Türk Hükümdar Tuğrul Beğ den Arap Halifeye Tarihi Ayar!

Tuğrul bey, Selçuklu Türklerinin hükümdarıdır. Devleti kardeş Çağrı beğ ile birlikte yönetmiştir. Bu iki kardeş tüm düşmanlarına kök söktürmüştür ve Türklerin ne kadar kudretli bir ulus olduğunu tekrardan tüm cihana bildirmiştir. 1055 yılında Arap Abbasi halifesi olan Kaim, Bağdat’ı ellerinde bulunduran Şii mezhepli ve Fars Kökenli Büveyhoğulları’na bağlı olmak istemiyordu. Çünkü onlar hem şii hem de mevali yani köle kökenliydi. Araplara göre Arap olmayan Müslümanın köleden farkı yoktur ve bu yüzden Araplar onlara Mevali derdi. Arap Halife, Fars Büveyhoğullarından kurtulmayı kafaya koydu ve Bağdatlı ünlü alim, fakih ve kadı Mâvardı’yı Türk topraklarına göndererek Selçuklu hükümdarı Tuğrul Bey’den yardım istedi. Tuğrul beğ isteği kabul etti. Bu isteğin kabul edilmesi Arap dünyasında sevinçle karşılandı. Tuğrul Bey, 1055’te Bağdat’a yaptığı seferde Büveyhioğuları ile savaşmış ve onları ağır bir yenilgiye uğratmıştır. Büveyhioğulları hükümdarını esir alan Tuğrul Bey bu devlete son vermiştir. turkcemalumatlar.com Ancak beklenmedik bir şey oldu, Tuğrul beğ ordusu ile Halifenin yanına geliyordu. Halifeyi büyük bir telaş sardı. Sonuçta Türkler Arap değildi ve onlar da Mevali sayılırdı.

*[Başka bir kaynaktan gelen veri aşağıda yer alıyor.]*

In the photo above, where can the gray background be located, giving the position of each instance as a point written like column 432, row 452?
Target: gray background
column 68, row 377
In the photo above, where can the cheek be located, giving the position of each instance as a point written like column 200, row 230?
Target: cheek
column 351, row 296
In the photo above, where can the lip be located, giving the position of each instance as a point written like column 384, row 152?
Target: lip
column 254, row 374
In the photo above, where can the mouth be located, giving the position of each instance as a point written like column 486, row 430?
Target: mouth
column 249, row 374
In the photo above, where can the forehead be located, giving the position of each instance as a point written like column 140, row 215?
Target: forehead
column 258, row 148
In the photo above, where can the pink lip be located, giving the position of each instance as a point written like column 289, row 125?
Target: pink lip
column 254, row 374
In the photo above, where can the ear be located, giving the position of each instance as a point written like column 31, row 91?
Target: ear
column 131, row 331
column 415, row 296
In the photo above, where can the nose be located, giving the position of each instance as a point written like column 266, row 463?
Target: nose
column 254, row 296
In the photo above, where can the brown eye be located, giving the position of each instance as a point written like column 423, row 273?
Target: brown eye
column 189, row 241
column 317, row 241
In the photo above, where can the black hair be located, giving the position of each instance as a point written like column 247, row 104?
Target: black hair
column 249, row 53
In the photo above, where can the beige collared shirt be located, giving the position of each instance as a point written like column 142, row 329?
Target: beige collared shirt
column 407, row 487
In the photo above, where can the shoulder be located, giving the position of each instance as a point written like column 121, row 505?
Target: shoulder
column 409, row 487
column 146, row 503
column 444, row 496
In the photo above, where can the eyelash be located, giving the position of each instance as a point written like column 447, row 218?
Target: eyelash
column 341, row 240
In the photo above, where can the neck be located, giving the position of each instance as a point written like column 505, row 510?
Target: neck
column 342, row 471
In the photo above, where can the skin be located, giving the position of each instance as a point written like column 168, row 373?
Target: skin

Selçuklu Sultanı Tuğrul Bey Mekke’ye hacca gitmek bahanesi ile büyük bir ordu ile Irak’a girdi ve halife Kaim’den Bağdat şehrini ziyaret etmek için sembolik bir izin istedi. Halife ise mecburen izin verdi. Zaten vermese olacaklarını tahmin edebilirsiniz… Halife Kaim Tuğrul Beyi Sultan olarak tanıdı ve onun ismine Irak’ta camilerde hutbeler okundu. Tuğrul Beğ Halifeden kızını istedi. Ancak halife bu durum karşısında çok sıkıldı.

Halife kendi yoldaşlarına,

“Şiilerden kurtulduk fakat şimdi de bir barbara, bir göçebeye, bir Türk’e kızımı mı vereceğim? ” dedi.

Tuğrul beğ kurduğu casusluk ağı sayesinde bu olan bitenlerden haberi vardı. Tuğrul beğ kendisine getirilen haber karşısında yanındakiler şunları söyledi;

Şu Abbasiler de gülünç bir aşiret! Ataları bir zamanlar yeryüzünün en iyi yarısını fethetmiş, en zengin şehirleri kurmuşlar, bir de bugünkü hallerine bak! Ellerinden imparatorluklarını alıyorum, razı oluyorlar. Başkentlerini alıyorum, mutlu oluyorlar, beni armağanlara boğuyorlar ve emir’ul mü’minin bana diyor ki :’

“Allah’ın bana bahşettiği ülkelerin hepsini sana veriyorum, kaderini bana emanet ettiği tüm müminleri senin ellerine bırakıyorum.

sarayını, kendi şahsını, haremini kendi kanatlarımın altına, himayeme almam için yalvarıyor bana. Ama kızını istediğimde isyan edip şerefini savunmaya kalkışıyor. Uğruna savaşmaya hala hazır olduğu tek toprak parçası, bir bakirenin apış arası mı yani?

En sonunda ise tabii ki Tuğrul beğ halifenin kızını alıyor ve halifeye, “Devlet işleri ile ben ilgilenirim, sen cennete, cehenneme kimin gireceği ile ilgilen” der.